Non-Euclidean Contraction Theory for Robust Nonlinear Stability

TL;DR

This paper develops a comprehensive non-Euclidean contraction theory for nonlinear systems, introducing weak pairings and characterizing stability conditions with broad applications to interconnected systems.

Contribution

It introduces weak pairings for arbitrary norms, characterizes contraction conditions, and extends the framework to equilibrium contraction and interconnected systems.

Findings

Characterization of contraction via weak pairings and matrix measures

Extension of contraction theory to equilibrium stability

Application to interconnected systems with stability guarantees

Abstract

We study necessary and sufficient conditions for contraction and incremental stability of dynamical systems with respect to non-Euclidean norms. First, we introduce weak pairings as a framework to study contractivity with respect to arbitrary norms, and characterize their properties. We introduce and study the sign and max pairings for the $\ell_1$ and $\ell_\infty$ norms, respectively.

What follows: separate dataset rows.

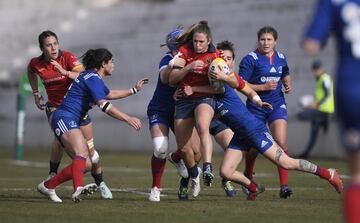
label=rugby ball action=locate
[208,57,230,88]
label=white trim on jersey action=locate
[249,52,258,60]
[84,73,100,80]
[57,119,69,133]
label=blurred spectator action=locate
[298,60,334,158]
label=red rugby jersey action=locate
[179,44,220,97]
[28,51,82,107]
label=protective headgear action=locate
[162,27,183,51]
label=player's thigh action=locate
[220,148,244,176]
[61,129,88,158]
[80,122,94,141]
[270,119,288,149]
[150,123,169,138]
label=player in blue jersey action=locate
[147,27,188,202]
[37,48,146,202]
[239,26,292,198]
[205,54,343,200]
[303,0,360,223]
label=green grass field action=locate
[0,150,347,223]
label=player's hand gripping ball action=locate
[208,57,231,89]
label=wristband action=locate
[251,95,261,104]
[33,90,40,96]
[130,87,137,94]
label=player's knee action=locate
[91,150,100,164]
[87,138,100,164]
[153,136,169,159]
[219,166,232,179]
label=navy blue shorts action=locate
[246,100,288,125]
[210,119,229,136]
[228,129,274,154]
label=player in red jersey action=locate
[169,21,220,197]
[28,30,112,199]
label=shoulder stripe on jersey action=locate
[248,52,258,60]
[277,52,285,59]
[57,119,69,133]
[84,73,100,80]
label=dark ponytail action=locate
[178,20,212,46]
[81,48,112,70]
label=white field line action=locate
[0,186,325,197]
[7,160,351,180]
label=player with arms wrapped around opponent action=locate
[37,48,144,202]
[147,27,188,202]
[210,48,343,200]
[28,30,112,199]
[169,21,219,190]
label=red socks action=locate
[171,149,181,163]
[315,166,331,180]
[44,156,86,191]
[344,184,360,223]
[72,156,86,191]
[244,152,257,180]
[151,155,166,188]
[278,150,289,186]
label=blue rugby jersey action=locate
[239,50,289,103]
[148,52,176,112]
[56,70,110,122]
[305,0,360,85]
[215,84,266,138]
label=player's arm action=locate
[182,85,225,96]
[281,75,292,94]
[159,52,185,84]
[169,58,205,85]
[96,99,141,130]
[106,78,149,100]
[214,72,272,109]
[27,65,45,110]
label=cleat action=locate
[241,185,250,196]
[149,187,160,202]
[99,181,112,199]
[328,168,344,194]
[178,185,189,201]
[71,183,97,203]
[279,185,293,199]
[167,153,189,178]
[37,181,62,203]
[203,168,214,187]
[222,180,236,197]
[190,167,201,197]
[247,185,265,201]
[45,172,56,181]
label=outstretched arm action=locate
[106,78,149,100]
[27,67,45,110]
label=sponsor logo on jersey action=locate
[260,76,280,83]
[55,128,60,136]
[220,109,229,116]
[261,140,268,148]
[269,67,276,73]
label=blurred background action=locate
[0,0,344,158]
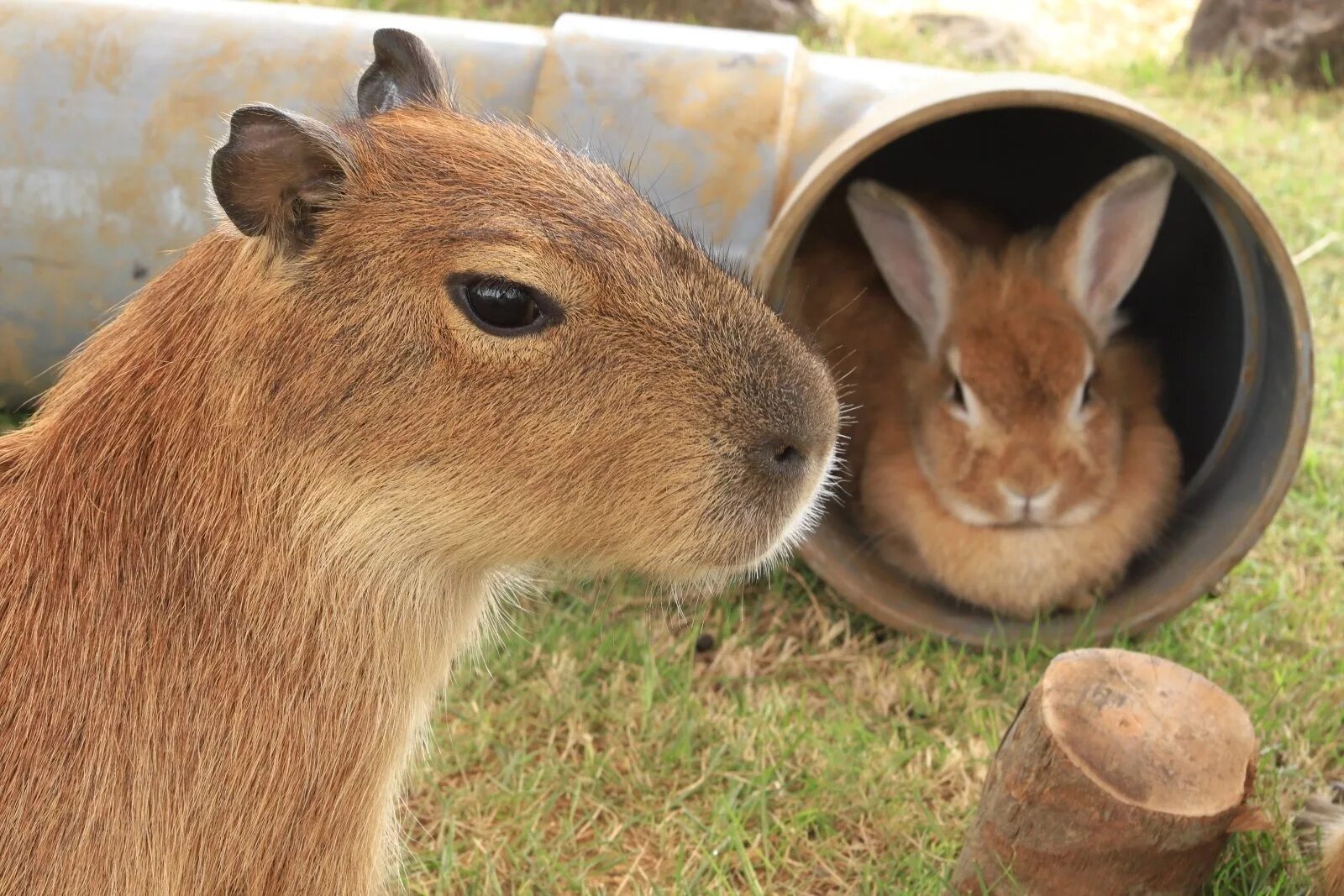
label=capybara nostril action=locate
[754,435,808,478]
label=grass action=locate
[21,0,1344,896]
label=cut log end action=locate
[1040,649,1255,817]
[953,649,1263,893]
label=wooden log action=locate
[952,649,1268,896]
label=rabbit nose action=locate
[999,482,1059,520]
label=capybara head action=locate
[849,156,1174,527]
[211,29,838,580]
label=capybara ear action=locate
[356,29,448,118]
[1050,156,1176,343]
[847,180,963,356]
[210,103,354,249]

Using weak pairings, we establish five equivalent characterizations for contraction, including the one-sided Lipschitz condition for the vector field as well as matrix measure and Demidovich conditions for the corresponding Jacobian. Third, we extend our contraction framework in two directions: we prove equivalences for contraction of continuous vector fields and we formalize the weaker notion of equilibrium contraction, which ensures exponential convergence to an equilibrium. Finally, as an application, we provide (i) incremental input-to-state stability and finite input-state gain properties for contracting systems, and (ii) a general theorem about the Lipschitz interconnection of contracting systems, whereby the Hurwitzness of a gain matrix implies the contractivity of the interconnected system.